IC 3036 IC 1011
Vir
☀13.7mag
Ø 72'' / 36''
Drawing Uwe Glahn

Wikipedia states this galaxy is the largest known in the universe, from 5-6 million light years. A 1991 paper by Uson, Boughn, & Kuhn (ApJ, 369, 46) gives a slightly smaller, though still extremely large diameter of 4 million light years.

Edward Swift, the son of Lewis Swift, discovered IC 1101 = Sw. IX-47 on 19 Jun 1890 at the age of 19. Lewis noted that he and Edward disagreed on the description after the telescope was moved, and as a result no description is given in Swift's 9th discovery list. In his survey of NGC/IC objects around 1900, Herbert Howe found it to be "extremely faint and very small. A star of mag 13 follows 1.5 seconds...and another precedes 2 seconds, a little north." UGC does not label their entry (UGC 9752) as IC 1101.

This is a super-giant cD in the center of AGC 2029 at a distance of 1.07 billion light years (slightly larger redshift than AGC 2065!).

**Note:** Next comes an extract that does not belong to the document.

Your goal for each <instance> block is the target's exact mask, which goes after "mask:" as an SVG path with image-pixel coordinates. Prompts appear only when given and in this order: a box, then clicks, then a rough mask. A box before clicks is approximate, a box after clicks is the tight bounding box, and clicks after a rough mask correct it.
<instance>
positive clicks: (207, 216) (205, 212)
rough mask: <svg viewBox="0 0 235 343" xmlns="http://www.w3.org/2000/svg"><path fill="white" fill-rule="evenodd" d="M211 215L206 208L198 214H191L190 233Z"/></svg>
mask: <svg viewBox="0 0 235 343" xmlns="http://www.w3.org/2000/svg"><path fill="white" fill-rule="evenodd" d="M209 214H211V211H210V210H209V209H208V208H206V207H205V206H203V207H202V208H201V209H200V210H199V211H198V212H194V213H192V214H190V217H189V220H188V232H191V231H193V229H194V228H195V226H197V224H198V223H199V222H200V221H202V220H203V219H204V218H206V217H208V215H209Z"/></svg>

IC 1101 is certainly one of the most distant galaxies discovered visually (and possibly the most distant)!

400/500mm - 18" (6/30/11): this supergiant cD galaxy is the central galaxy in AGC 2029 (z = .078 at 1.0 billion light years!). At 280x, it appeared very faint, very small, slightly elongated ~N-S, ~15"x10". Visible continuously with averted vision. The galaxy is centered within a 9-member circlet of 12th- to 14th-magnitude stars and squeezed between a mag 14.7 star 27" E and a mag 15-15.5 star 47" WNW (just slightly south of a line connecting these stars). No other members of the cluster were seen. I also viewed IC 1101 at a similar magnification in a 24" f/3.3 and logged it as "faint, very small, oval 3:2 N-S, ~20"x14". Could just hold steadily with direct vision."